More attention has been given recently to the use of CAT (e.g., Northwest Evaluation Association [NWEA] Measures of Academic Progress) as a universal screening tool, with some research indicating that CAT explains as much or more variability than CBM measures on statewide achievement tests (e.g., Ball et al., [6]). CAT generally takes longer to administer and is more costly than CBM, although it can be group administered and scored to provide some information about student performance, in particular, subareas of functioning (e.g., word meanings, understanding text), rather than a single general indicator (e.g., words correct per minute). Available technical information suggests moderate to high concurrent and predictive validity with other achievement measures, as well as strong test–retest and internal consistency reliability (NWEA, 2009). Moreover, recent work by Christ and colleagues established a 6‐ to 15‐min CAT‐based reading screener with excellent decision accuracy as compared with other assessments that take 1 hour or more (see National Center for Response to Intervention Tools Chart at http://www.rti4success.org/progressMonitoringTools).

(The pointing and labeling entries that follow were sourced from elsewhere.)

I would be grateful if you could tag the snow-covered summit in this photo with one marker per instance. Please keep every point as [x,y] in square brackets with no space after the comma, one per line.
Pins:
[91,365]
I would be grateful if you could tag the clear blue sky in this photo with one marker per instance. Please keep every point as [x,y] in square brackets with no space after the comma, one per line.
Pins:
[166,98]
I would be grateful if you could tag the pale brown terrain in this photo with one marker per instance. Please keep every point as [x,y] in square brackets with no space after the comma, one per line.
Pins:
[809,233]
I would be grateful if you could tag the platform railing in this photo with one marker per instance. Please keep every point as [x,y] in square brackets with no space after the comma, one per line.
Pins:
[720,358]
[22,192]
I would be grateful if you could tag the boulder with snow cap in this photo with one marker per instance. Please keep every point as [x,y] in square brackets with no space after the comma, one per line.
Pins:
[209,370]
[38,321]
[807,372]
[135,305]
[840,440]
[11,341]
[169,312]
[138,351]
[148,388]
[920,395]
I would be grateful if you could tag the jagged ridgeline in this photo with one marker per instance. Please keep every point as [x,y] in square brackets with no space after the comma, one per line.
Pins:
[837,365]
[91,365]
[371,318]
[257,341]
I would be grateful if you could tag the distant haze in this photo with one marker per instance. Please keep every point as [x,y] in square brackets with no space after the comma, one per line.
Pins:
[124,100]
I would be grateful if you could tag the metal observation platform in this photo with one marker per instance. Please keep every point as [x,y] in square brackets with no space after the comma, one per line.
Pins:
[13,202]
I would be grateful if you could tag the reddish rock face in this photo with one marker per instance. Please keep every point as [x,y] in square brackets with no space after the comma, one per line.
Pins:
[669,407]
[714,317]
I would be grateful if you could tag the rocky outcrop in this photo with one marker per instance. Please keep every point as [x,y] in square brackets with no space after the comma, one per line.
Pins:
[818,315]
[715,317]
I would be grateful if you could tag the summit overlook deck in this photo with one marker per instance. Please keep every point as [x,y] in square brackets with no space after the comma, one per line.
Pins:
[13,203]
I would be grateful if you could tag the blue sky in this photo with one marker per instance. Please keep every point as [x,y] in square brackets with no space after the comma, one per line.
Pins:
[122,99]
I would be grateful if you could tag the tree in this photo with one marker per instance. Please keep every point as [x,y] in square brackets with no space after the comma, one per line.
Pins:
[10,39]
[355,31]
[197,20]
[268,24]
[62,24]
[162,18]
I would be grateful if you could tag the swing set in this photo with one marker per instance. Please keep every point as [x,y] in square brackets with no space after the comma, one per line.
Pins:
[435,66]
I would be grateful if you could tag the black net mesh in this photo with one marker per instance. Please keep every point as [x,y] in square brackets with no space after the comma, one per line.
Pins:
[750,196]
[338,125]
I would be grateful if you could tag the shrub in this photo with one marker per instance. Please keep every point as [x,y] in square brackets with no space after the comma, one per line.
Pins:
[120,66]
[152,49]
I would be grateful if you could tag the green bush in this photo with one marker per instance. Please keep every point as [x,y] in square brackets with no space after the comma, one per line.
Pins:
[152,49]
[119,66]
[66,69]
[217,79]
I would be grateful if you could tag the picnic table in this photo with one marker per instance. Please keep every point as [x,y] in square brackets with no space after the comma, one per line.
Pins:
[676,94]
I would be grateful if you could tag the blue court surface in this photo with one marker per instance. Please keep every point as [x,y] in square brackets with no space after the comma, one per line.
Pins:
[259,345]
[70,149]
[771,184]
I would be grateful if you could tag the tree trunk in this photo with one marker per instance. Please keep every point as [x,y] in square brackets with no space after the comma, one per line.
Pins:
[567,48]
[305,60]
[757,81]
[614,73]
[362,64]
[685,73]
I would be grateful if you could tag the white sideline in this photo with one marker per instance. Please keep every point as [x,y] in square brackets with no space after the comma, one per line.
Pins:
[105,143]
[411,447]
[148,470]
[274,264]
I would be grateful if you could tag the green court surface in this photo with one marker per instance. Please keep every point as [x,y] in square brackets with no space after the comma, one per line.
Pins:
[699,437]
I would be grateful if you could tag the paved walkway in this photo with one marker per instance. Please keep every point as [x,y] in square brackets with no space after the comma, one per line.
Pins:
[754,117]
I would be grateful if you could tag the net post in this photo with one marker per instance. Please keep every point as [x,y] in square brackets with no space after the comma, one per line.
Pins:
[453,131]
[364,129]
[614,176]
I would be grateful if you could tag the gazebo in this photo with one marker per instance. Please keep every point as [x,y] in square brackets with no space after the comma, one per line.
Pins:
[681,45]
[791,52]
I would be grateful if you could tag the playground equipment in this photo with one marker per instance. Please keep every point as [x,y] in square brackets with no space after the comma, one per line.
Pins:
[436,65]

Typically, universal screening data are used to draw inferences regarding students' current performance, falling either above or below a predetermined cut score. If scores fall above the cut point, students are deemed to be making acceptable progress within the general curriculum; therefore, no problem is identified and no instructional changes are made. For students whose scores fall below the cut point, potential problems are identified; that is, they are deemed to be performing below expectations in response to general classroom instruction. At this point, a decision may be made to place the student in a more intensive intervention or to engage in more detailed assessment for the purpose of intervention planning. In any case, the decisions made at the problem‐identification stage of RtI are considered relatively "low" or "moderate" stakes (NASP, 2009) because the long‐term consequences of an error will likely be minimal. Students who are deemed to perform adequately will likely be identified and moved into intervention at the next screening cycle, and students who are incorrectly identified as needing intervention will soon demonstrate no further need of intensive services. Under these conditions and based on the available research, both CBM and CAT are likely technically adequate to support problem identification (Thorndike & Thorndike‐Christ, [51]).

Problem Analysis

There is clear evidence that neither screeners nor high‐stakes assessments provide sufficient information to guide intervention development for individual students. Valencia & Buly ([53]) identified multiple profiles of strengths and weaknesses among students who failed to achieve reading proficiency. They concluded that there are distinct needs and intervention targets that vary among those students who fail to achieve in reading. Unfortunately, at the time this article was written, there were sparse resources to conceptualize and carry out problem analysis. Christ ([9]) stated that, "Problem analysis is a dynamic process of assessment and evaluation. It is the collection, summary, and use of information to systematically test, reject, or verify relevant hypotheses to establish problem solutions" (p. 159). Further, it is noted that solutions are more than categorical decisions; rather, problem solutions are "one or more changes to the instruction, curriculum, or environment that function(s) to reduce or eliminate a problem" (Christ, [9], p. 159). Although multiple theoretical and methodological foundations might guide hypothesis testing, the most useful are those that promote low‐inference, skills‐based approaches that directly connect skill deficits and instructional procedures (Christ, [9]).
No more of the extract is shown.